If the history of the Earth is told to us by the geological archives contained in the continents, there is, however, a gray zone, which corresponds to the moment of the birth of the first continental masses, more than 3 billion years ago. A new study sheds light on the processes that would have been in play at the time.

The continents are an essential element to our understanding of the Earth system. Their durability and their relative stability over time have allowed them to record almost all the episodes that mark the evolution of the Earth: meteorite falls, volcanism, the appearance and evolution of life and, of course, tectonics and plate movement. From this point of view, the continents differ greatly from the oceanic crust, the other component of the earth’s crust. Being rapidly recycled in the mantle, the latter is not perennial and therefore cannot store geological events of more than 200 million years.

The continents, archives of the history of the Earth since its formation… or almost

The continents they are, therefore, the only archives that go through the history of the Earth in detail and that allow us to go back to the formation of our Planet, or almost. Because there is indeed a gray area, which is located at the time of the birth of the first continental crust. If we know today that the first continents appeared relatively soon after the formation of the Earth, the witnesses of this birth are extremely rare and tenuous, leaving room for many uncertainties, either in terms of dating or process. Therefore, today there are several theories to explain when and how the first continents were built. of the primitive magma ocean and how they evolved during the early stages of their existence.

Today, the oldest continental regions found on Earth are called “cratons.” The cratons, however, do not represent intact samples of the first continents, but rather contain fragments, in the form of tiny grains: zircons. The study of these grains teaches us that the first continental rocks formed less than a billion years after the formation of the Earth.

Of the first continents unable to float and sinking into the mantle

The geochemical signature of the mantle located directly under the cratons (we speak of the continental lithospheric mantle) also gives some clues as to how the first continents were formed and shows that the mantle rocks have played a large part in the construction and evolution of the Earth. Cortex. It also seems that the root of the mantle of the cratons is complex: it would be a very heterogeneous mixture of materials of different ages, compositions and origins. These observations suggest that the first continents would have been rapidly remodeled and partially recycled.
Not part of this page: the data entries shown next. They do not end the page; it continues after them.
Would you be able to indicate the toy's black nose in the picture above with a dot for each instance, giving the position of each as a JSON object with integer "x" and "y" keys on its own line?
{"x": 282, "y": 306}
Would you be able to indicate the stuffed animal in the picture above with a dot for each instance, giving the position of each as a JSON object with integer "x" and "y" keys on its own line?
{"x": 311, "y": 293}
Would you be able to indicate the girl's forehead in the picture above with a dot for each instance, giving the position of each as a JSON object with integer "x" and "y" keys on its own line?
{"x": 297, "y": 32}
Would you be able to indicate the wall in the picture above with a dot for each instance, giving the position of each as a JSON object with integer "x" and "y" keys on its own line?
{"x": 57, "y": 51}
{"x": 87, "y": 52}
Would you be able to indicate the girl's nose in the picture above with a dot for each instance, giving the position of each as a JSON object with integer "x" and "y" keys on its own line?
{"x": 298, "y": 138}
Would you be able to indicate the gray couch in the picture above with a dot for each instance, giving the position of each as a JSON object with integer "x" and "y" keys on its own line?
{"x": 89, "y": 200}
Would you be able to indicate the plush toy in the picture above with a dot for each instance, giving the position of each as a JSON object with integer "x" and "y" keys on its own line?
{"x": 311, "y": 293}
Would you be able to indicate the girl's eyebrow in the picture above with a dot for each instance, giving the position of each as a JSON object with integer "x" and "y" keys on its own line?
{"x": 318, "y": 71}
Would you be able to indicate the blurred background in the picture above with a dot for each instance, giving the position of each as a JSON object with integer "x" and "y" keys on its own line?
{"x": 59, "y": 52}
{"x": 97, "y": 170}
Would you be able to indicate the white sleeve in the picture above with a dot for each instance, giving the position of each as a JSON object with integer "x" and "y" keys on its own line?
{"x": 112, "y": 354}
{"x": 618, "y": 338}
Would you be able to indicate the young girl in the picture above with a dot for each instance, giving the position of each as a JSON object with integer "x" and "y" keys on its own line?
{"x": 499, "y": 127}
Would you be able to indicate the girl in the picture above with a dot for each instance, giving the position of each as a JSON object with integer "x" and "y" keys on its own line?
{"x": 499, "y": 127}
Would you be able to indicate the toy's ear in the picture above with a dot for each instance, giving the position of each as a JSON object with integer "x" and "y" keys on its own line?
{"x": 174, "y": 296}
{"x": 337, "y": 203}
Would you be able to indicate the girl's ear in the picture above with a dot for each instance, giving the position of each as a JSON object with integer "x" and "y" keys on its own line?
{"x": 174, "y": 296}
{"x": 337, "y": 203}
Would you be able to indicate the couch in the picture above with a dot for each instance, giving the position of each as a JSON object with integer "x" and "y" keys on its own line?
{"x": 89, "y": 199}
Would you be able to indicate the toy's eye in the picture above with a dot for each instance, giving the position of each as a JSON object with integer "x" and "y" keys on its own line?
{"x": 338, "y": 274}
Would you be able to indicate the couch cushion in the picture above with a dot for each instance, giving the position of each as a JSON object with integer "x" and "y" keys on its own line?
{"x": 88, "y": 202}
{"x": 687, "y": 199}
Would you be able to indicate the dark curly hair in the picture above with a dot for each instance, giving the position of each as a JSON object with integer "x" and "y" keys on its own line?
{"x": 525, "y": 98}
In a new study published in PNAS, a group of scientists has managed to detail the series of events that occurred to give rise to the first continents. This day, the low density of continental rocks in relation to the underlying mantle it allows the continental masses to “float” on the surface. But the results of the study, obtained through numerical models, suggest that the first continental blocks, resulting from partial mantle melting, were particularly unstable and would have quickly sunk into the mantle. There, they would have been recast, the products of this fusion then mixing with the mantle material until they disappeared, but not completely. Because it seems that certain fragments of continental blocks could have remained for a certain period of time before arising.

Formation of a rigid sole that allows the construction of new continents

These fragments would thus have accumulated under the new continental lithosphere in formation, ensuring its buoyancy and rigidity. Around these stable “nuclei” the definitive continents would then have been built. This mechanism, called “massive regional relamination”, would also explain well the strong heterogeneity in age and composition of the current cratonic roots. It would have participated and would still participate today, although to a lesser extent, in the stratification of the mantle and in the formation of the superficial mantle.